I think the question was about adding a cantilever to an existing slab, and I think the silence was a response to not knowing the answer. Maybe a sketch or drawing would clarify the question?

sjmeff 03-17-2010 06:47 AM

Re: Supporting overhanging concrete
 
Keith - this has been done by a few folks here. Here's the one that I first saw and that I copied on my build: http://www.fornobravo.com/forum/21/b...html#post39885

I raised the existing slab several inches and added a ~3" cantilever. I then put a granite slab on top of that (which overhangs about 1.5"). I arranged my rebar in a similar fashion to the photos above, though I had two pieces across the front rather than one.

S

lwalper 03-17-2010 07:59 AM

Re: Supporting overhanging concrete
 
Oh. The way sjmeff did it looks solid, with the rebar going farther back like that.

kebwi 03-17-2010 08:58 AM

Re: Supporting overhanging concrete
 
Quote:

Originally Posted by dmun (Post 84857)
I think the question was about adding a cantilever to an existing slab, and I think the silence was a response to not knowing the answer. Maybe a sketch or drawing would clarify the question?

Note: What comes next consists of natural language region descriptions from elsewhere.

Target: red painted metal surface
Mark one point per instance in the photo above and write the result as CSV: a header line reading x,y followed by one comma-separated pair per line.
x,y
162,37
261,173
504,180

Fair enough, I'll get back to you. Thanks.

Wiley 03-17-2010 10:56 AM

Re: Supporting overhanging concrete
 
Keith,
Short answer (well short for me anyway). Easy to do, just keep in mind that concrete is good in compression and poor in tension. So place your rebar in the top 1/4 to 1/3 of the slab as in your cantilever that is where the tension lies. Placing it in the center (the force neutral area) works to hold the cracked/broken pieces together but otherwise is far less efffective in actually preventing a break in the first place. As for quantity of rebar, more is better and if you can, bend a hook in the ends. Or if you have access to a welder weld a piece of rebar across the ends of the extending rebar. This will not only be stronger but easier to orient in the slab and hold in position while pouring the slab.

Hope this helps,
Wiley

kebwi 03-17-2010 11:47 AM

Re: Supporting overhanging concrete
 
Is 3/8" rebar sufficient for a six to eight inch overhang or should I use 1/2"?

Wiley 03-17-2010 12:42 PM

Re: Supporting overhanging concrete
 
You can probably get by with 3/8 inch (especially if you are bending hooks in the ends) More important is how many pieces and their position in the finished slab, personally (as in what I would do if I were doing it) I would not use less than a piece every 12 inches and would think more on the order of every 8 inches would be better. And like I said in the top 1/4 to 1/3 of the slab.

If this was Haiti then you wouldn't use any at all. The Haitian method would work, well sort of, for a while, until it didn't. Rebar is fairly inexpensive and so I would err on the side of "more". I tend to over build. But then in case of earthquake I expect it to be there afterward.